I have to perform Stemming on a text. The questions are as follows :
- Tokenize all the words given in
tc
. The word should contain alphabets or numbers or underscore. Store the tokenized list of words intw
- Convert all the words into lowercase. Store the result into the variable
tw
- Remove all the stop words from the unique set of
tw
. Store the result into the variablefw
- Stem each word present in
fw
with PorterStemmer, and store the result in the listpsw
Below is my code :
import re
import nltk
from nltk import word_tokenize
from nltk.corpus import stopwords
from nltk.stem import PorterStemmer,LancasterStemmer
pattern = r'\w+';
tw= nltk.regexp_tokenize(tc,pattern);
tw= [word.lower() for word in tw];
stop_word = set(stopwords.words('english'));
fw= [w for w in tw if not w in stop_word];
#print(sorted(filteredwords));
porter = PorterStemmer();
psw = [porter.stem(word) for word in fw];
print(sorted(psw));
My code works perfectly with all the provided testcases in hand-on but it fails only for the below test case where
tc = "I inadvertently went to See's Candy last week (I was in the mall looking for phone repair), and as it turns out, See's Candy now charges a dollar -- a full dollar -- for even the simplest of their wee confection offerings.
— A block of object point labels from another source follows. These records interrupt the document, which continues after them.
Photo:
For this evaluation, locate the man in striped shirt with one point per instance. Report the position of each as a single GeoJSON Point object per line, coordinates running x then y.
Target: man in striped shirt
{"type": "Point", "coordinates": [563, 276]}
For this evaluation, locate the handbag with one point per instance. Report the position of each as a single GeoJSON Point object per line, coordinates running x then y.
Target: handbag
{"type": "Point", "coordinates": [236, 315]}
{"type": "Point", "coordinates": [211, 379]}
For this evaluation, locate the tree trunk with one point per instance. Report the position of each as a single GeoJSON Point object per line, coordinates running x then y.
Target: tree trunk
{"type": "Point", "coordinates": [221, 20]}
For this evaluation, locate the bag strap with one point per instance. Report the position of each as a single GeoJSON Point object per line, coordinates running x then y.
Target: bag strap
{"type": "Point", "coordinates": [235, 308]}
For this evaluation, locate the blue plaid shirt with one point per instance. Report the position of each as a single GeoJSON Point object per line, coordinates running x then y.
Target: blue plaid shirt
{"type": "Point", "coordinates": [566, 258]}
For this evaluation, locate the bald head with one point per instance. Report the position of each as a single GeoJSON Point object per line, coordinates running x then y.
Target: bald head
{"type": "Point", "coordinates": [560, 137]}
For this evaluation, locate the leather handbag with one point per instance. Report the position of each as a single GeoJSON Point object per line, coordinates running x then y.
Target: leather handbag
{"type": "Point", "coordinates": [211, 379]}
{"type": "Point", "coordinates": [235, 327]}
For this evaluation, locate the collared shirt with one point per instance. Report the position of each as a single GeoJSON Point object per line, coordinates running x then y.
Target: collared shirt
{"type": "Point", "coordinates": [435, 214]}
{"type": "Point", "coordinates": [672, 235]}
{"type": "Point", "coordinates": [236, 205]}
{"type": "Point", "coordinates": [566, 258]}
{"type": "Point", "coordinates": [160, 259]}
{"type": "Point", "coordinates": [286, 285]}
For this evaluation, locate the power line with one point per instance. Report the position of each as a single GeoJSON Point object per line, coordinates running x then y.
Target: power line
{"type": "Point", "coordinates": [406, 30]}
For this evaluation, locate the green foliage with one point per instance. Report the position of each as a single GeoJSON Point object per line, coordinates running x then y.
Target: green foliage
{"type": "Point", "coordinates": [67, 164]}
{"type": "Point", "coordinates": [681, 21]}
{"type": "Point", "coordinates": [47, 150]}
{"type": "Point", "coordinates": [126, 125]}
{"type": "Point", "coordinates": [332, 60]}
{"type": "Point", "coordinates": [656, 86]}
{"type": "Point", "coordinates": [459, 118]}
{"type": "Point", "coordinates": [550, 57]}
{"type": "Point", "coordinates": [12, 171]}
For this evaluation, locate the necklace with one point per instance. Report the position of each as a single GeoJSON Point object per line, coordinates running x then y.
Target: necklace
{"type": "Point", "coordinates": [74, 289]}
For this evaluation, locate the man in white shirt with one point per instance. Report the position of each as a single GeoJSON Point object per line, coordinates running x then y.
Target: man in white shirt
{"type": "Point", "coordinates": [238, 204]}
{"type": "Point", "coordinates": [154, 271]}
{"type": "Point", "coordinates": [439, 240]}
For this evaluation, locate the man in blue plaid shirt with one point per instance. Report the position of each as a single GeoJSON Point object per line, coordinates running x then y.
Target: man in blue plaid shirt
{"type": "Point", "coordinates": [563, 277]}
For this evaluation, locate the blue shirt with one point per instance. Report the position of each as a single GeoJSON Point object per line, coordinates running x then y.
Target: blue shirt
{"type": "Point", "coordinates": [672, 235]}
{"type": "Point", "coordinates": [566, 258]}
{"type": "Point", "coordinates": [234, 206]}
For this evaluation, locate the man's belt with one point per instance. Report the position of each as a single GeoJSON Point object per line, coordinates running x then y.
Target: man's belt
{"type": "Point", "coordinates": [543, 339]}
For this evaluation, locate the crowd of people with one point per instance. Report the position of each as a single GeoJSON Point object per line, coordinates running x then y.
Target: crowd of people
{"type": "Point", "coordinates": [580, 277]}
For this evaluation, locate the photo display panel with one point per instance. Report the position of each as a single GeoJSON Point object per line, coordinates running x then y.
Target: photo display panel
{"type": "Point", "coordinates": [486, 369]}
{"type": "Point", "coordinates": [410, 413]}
I bought two chocolate lollipops and two chocolate-caramel-almond things. The total cost was four-something. I mean, the candies were tasty and all, but let's be real: A Snickers bar is fifty cents. After this dollar-per-candy revelation, I may not find myself wandering dreamily back into a See's Candy any time soon."
My Output is :
['almond', 'back', 'bar', 'bought', 'candi', 'candi', 'caramel', 'cent', 'charg', 'chocol', 'confect', 'cost', 'dollar', 'dreamili', 'even', 'fifti', 'find', 'four', 'full', 'inadvert', 'last', 'let', 'lollipop', 'look', 'mall', 'may', 'mean', 'offer', 'per', 'phone', 'real', 'repair', 'revel', 'see', 'simplest', 'snicker', 'someth', 'soon', 'tasti', 'thing', 'time', 'total', 'turn', 'two', 'wander', 'wee', 'week', 'went']
Expected Output is :
['almond', 'back', 'bar', 'bought', 'candi', 'candi', 'candi', 'caramel', 'cent', 'charg', 'chocol', 'confect', 'cost', 'dollar', 'dreamili', 'even', 'fifti', 'find', 'four', 'full', 'inadvert', 'last', 'let', 'lollipop', 'look', 'mall', 'may', 'mean', 'offer', 'per', 'phone', 'real', 'repair', 'revel', 'see', 'simplest', 'snicker', 'someth', 'soon', 'tasti', 'thing', 'time', 'total', 'turn', 'two', 'wander', 'wee', 'week', 'went']
The difference is the occurrence of 'Candi'
Looking help to troubleshoot the issue.